The release of this Advisory Note also comes at a critical moment, as proliferation financing risk management will become a formal requirement under the AML/CTF Act from 31 March 2026. Regulated entities will need to ensure proliferation financing risks are considered in their risk assessments and embedded throughout CDD practices.
Furthermore, this comes at a time of greater geopolitical uncertainty as well as the increasing use of international sanctions as a foreign policy tool. It also signifies a greater emphasis on supervision and enforcement both by the AUSTRAC and the ASO. The Advisory Note encourages proactive compliance and vigilance, ensuring Australia’s financial system remains resilient against illicit finance.
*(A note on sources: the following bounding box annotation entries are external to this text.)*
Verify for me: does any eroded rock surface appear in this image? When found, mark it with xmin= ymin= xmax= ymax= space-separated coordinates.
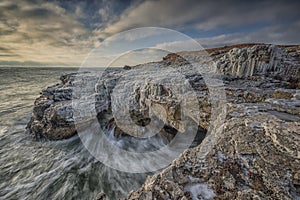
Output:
xmin=27 ymin=45 xmax=300 ymax=199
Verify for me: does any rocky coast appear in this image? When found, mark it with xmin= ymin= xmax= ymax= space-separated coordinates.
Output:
xmin=26 ymin=44 xmax=300 ymax=199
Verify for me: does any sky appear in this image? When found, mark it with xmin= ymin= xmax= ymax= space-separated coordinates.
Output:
xmin=0 ymin=0 xmax=300 ymax=66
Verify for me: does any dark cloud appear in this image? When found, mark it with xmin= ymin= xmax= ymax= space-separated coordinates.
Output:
xmin=0 ymin=0 xmax=300 ymax=64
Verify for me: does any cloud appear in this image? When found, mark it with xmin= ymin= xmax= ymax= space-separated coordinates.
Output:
xmin=0 ymin=1 xmax=93 ymax=63
xmin=97 ymin=0 xmax=300 ymax=38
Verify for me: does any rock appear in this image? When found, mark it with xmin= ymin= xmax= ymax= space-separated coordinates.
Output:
xmin=274 ymin=89 xmax=294 ymax=99
xmin=27 ymin=44 xmax=300 ymax=199
xmin=94 ymin=192 xmax=109 ymax=200
xmin=126 ymin=103 xmax=300 ymax=199
xmin=123 ymin=65 xmax=131 ymax=70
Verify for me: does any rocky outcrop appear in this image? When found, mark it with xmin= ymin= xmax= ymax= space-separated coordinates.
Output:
xmin=27 ymin=44 xmax=300 ymax=199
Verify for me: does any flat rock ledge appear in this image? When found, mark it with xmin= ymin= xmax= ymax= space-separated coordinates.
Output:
xmin=26 ymin=44 xmax=300 ymax=199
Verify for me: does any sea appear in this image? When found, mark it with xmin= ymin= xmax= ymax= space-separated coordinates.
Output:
xmin=0 ymin=66 xmax=149 ymax=200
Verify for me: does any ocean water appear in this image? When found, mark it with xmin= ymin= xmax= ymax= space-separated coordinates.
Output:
xmin=0 ymin=67 xmax=147 ymax=200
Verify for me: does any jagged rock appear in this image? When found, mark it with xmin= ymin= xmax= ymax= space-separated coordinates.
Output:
xmin=27 ymin=44 xmax=300 ymax=199
xmin=127 ymin=103 xmax=300 ymax=199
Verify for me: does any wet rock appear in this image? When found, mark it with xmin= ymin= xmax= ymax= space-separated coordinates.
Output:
xmin=27 ymin=44 xmax=300 ymax=199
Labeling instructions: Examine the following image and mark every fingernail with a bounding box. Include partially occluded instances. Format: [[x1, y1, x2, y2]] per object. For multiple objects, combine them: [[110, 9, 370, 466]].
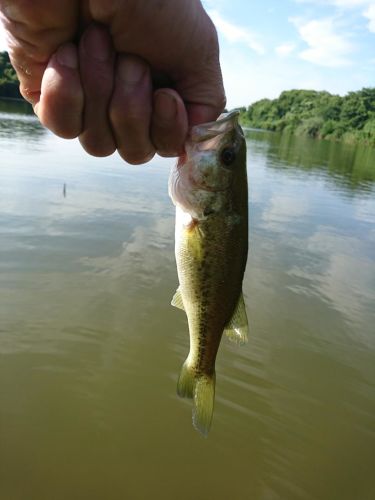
[[56, 43, 78, 69], [154, 92, 177, 121], [118, 57, 146, 85], [82, 27, 112, 62]]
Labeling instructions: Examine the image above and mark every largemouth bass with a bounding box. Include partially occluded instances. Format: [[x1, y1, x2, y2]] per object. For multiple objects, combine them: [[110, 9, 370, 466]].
[[169, 112, 248, 435]]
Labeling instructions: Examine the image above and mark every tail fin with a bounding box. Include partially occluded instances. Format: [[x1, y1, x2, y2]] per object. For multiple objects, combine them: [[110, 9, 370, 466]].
[[177, 360, 216, 437], [177, 360, 195, 399], [193, 373, 215, 437]]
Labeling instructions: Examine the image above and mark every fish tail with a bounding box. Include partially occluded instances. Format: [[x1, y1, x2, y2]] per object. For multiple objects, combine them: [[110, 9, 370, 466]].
[[193, 373, 216, 437], [177, 360, 195, 399]]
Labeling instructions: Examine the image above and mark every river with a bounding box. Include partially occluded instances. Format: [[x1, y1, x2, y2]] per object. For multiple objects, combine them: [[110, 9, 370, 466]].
[[0, 99, 375, 500]]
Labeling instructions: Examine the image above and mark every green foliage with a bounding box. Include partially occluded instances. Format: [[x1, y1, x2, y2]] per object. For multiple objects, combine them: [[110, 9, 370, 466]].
[[241, 88, 375, 146], [0, 52, 22, 99]]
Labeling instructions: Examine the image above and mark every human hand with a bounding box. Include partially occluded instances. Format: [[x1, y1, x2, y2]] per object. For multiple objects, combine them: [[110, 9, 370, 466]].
[[0, 0, 225, 164]]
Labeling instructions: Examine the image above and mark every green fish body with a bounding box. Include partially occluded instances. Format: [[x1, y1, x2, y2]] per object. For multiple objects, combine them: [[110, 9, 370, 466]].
[[169, 112, 248, 435]]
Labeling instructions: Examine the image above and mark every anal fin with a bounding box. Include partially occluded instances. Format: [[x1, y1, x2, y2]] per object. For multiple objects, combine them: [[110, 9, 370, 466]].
[[224, 292, 249, 344], [171, 287, 185, 311]]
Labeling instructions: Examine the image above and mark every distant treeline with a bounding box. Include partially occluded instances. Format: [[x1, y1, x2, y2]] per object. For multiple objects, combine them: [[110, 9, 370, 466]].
[[240, 88, 375, 147], [0, 52, 22, 99]]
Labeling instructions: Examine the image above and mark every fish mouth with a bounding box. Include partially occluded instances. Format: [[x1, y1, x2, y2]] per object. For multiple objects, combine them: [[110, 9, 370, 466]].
[[190, 110, 240, 143]]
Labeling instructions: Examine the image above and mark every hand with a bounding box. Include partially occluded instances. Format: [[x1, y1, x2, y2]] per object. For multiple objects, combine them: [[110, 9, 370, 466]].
[[0, 0, 225, 164]]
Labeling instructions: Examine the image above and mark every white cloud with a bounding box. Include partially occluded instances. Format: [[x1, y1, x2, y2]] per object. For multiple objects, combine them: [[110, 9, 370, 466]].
[[0, 18, 7, 52], [363, 3, 375, 33], [275, 42, 296, 57], [208, 10, 265, 54], [290, 18, 354, 68]]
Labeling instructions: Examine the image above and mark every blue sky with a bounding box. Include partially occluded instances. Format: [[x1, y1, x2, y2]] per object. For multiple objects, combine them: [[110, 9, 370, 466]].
[[0, 0, 375, 108], [203, 0, 375, 108]]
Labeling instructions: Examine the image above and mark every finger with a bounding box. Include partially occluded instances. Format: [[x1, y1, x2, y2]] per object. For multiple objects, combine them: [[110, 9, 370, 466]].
[[110, 55, 155, 165], [186, 101, 225, 127], [79, 25, 116, 156], [0, 0, 79, 104], [34, 43, 83, 139], [151, 89, 188, 156]]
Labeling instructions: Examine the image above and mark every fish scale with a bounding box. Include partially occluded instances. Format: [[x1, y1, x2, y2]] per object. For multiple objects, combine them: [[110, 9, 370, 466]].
[[169, 113, 248, 435]]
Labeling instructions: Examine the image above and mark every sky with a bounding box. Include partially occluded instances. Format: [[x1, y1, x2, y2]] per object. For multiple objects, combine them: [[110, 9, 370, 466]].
[[0, 0, 375, 108]]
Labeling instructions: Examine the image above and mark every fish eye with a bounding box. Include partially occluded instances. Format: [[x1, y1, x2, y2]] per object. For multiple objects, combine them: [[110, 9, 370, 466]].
[[220, 148, 236, 167]]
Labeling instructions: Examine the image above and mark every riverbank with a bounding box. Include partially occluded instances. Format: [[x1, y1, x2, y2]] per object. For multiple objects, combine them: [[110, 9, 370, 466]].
[[240, 88, 375, 147]]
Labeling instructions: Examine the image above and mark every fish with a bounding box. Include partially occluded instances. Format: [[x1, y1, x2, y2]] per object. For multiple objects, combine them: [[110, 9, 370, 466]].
[[168, 111, 248, 437]]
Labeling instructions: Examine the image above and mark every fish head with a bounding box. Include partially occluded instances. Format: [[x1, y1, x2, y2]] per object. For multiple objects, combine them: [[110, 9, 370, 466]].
[[169, 111, 247, 219]]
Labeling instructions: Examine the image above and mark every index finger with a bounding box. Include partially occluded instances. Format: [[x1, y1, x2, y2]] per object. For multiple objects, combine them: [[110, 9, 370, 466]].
[[0, 0, 79, 105]]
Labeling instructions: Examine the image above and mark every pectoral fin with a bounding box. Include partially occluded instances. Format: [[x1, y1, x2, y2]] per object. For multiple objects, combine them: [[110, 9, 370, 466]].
[[224, 292, 249, 344]]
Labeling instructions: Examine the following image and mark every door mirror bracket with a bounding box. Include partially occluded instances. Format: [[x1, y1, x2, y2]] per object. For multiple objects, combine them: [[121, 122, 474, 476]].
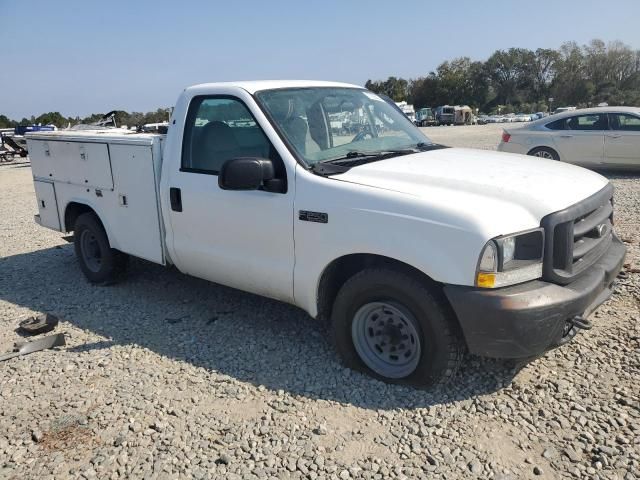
[[218, 157, 283, 192]]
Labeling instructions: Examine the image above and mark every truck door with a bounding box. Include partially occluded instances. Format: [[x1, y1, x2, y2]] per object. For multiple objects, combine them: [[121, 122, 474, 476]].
[[167, 95, 294, 301]]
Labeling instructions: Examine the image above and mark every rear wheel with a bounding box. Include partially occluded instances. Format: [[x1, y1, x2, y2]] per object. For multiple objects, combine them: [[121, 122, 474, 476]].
[[74, 213, 128, 285], [527, 147, 560, 160], [332, 268, 463, 386]]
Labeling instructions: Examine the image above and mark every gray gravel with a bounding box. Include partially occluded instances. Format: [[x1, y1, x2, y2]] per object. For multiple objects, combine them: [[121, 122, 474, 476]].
[[0, 125, 640, 480]]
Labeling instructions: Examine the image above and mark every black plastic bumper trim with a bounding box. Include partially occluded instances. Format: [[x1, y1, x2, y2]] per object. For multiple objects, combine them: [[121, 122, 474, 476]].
[[444, 235, 626, 358]]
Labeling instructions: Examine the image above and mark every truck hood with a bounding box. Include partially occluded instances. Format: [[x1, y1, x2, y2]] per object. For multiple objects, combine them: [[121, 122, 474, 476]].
[[334, 148, 608, 223]]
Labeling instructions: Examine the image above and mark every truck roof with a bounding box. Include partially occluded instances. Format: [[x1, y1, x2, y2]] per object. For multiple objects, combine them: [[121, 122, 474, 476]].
[[185, 80, 362, 94]]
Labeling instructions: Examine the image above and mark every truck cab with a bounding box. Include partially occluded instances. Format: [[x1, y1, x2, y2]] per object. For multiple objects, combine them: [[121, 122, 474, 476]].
[[27, 81, 625, 385]]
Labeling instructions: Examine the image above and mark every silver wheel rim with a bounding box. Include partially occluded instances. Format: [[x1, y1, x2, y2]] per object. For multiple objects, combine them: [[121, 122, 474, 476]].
[[80, 230, 102, 273], [351, 302, 422, 378], [533, 150, 554, 160]]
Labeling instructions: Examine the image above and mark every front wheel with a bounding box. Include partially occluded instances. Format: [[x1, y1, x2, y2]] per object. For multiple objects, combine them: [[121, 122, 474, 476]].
[[74, 213, 128, 285], [331, 268, 463, 386]]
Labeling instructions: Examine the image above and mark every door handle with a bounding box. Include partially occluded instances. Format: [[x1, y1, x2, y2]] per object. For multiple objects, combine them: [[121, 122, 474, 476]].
[[169, 187, 182, 212]]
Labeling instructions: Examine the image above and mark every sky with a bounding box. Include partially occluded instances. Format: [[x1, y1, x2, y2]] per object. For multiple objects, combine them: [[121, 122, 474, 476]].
[[0, 0, 640, 120]]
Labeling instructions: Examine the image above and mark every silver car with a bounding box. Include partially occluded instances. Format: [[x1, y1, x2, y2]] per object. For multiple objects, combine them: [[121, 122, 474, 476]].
[[498, 107, 640, 168]]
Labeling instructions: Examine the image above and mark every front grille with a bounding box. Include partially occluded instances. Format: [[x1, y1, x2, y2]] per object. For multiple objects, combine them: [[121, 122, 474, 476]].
[[542, 184, 613, 284]]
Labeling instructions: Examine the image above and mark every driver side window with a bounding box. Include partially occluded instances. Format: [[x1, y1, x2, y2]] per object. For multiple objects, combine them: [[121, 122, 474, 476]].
[[181, 97, 281, 175]]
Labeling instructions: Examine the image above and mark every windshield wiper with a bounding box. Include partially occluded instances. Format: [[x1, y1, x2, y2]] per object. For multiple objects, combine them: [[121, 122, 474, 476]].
[[416, 142, 450, 152], [319, 148, 418, 165]]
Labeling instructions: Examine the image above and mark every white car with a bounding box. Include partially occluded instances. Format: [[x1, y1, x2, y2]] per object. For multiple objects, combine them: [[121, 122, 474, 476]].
[[498, 107, 640, 168], [27, 81, 625, 385]]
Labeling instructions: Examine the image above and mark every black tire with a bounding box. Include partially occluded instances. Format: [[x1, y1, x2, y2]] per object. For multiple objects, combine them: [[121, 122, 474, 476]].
[[527, 147, 560, 160], [331, 268, 464, 387], [74, 213, 129, 285]]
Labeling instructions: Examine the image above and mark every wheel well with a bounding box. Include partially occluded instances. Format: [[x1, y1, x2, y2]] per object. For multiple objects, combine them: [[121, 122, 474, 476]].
[[317, 253, 440, 320], [64, 202, 97, 232]]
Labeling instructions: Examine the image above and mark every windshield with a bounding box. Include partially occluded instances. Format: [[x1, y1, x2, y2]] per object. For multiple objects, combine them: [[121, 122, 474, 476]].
[[256, 87, 432, 166]]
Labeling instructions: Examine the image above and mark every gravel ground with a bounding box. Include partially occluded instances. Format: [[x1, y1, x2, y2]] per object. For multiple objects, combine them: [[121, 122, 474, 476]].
[[0, 125, 640, 480]]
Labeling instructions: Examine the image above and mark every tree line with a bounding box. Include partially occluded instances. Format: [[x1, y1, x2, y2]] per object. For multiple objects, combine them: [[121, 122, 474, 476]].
[[0, 108, 169, 128], [365, 39, 640, 113], [0, 39, 640, 128]]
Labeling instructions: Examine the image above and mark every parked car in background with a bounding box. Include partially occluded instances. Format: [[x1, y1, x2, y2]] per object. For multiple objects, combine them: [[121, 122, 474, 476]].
[[436, 105, 456, 125], [396, 102, 416, 124], [498, 107, 640, 168], [415, 108, 438, 127], [553, 107, 576, 115]]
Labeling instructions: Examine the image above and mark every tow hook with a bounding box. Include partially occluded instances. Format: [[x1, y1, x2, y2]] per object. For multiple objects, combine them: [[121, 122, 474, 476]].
[[569, 315, 593, 330]]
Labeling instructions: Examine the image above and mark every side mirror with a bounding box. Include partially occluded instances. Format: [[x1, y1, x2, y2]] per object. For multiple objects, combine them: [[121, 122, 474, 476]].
[[218, 157, 275, 190]]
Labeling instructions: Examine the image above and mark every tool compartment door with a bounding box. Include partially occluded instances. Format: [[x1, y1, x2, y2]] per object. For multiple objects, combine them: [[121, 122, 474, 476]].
[[105, 144, 165, 264], [33, 181, 60, 230], [29, 139, 113, 189]]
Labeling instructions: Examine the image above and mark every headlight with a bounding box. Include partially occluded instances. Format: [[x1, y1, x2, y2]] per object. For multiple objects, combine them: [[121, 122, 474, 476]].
[[476, 228, 544, 288]]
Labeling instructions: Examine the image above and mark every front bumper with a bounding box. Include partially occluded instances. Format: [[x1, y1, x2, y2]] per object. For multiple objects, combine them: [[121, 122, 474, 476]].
[[444, 235, 626, 358]]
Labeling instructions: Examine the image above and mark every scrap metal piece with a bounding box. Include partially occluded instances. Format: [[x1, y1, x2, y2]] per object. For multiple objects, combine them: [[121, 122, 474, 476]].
[[18, 313, 58, 335], [0, 333, 66, 362]]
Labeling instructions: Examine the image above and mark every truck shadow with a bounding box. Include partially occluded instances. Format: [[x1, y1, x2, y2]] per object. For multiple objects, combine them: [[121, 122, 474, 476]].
[[0, 245, 515, 409]]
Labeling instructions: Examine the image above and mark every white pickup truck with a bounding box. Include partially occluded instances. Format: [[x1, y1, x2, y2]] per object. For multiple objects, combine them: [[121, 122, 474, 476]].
[[28, 81, 625, 385]]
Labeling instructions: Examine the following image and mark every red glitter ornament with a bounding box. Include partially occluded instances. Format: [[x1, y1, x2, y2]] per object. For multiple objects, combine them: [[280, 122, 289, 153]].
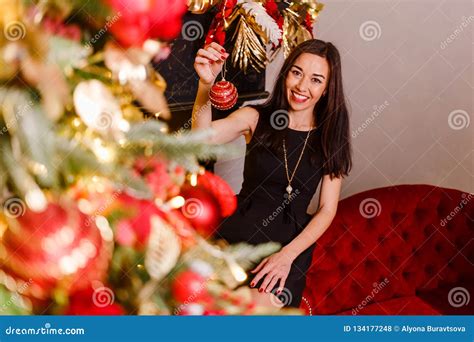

The ASO’s suite of guidance material can be accessed here. Organisations are encouraged to consult these resources to develop and update their sanctions compliance framework, especially given the AML/CTF changes.
Next Steps
Given these recent amendments to the Rules by AUSTRAC and the announcement of the ASO guidance on sanctions and proliferation financing, existing and new reporting entities should start considering how to comply, by 31 March 2026 and 1 July 2026 respectively.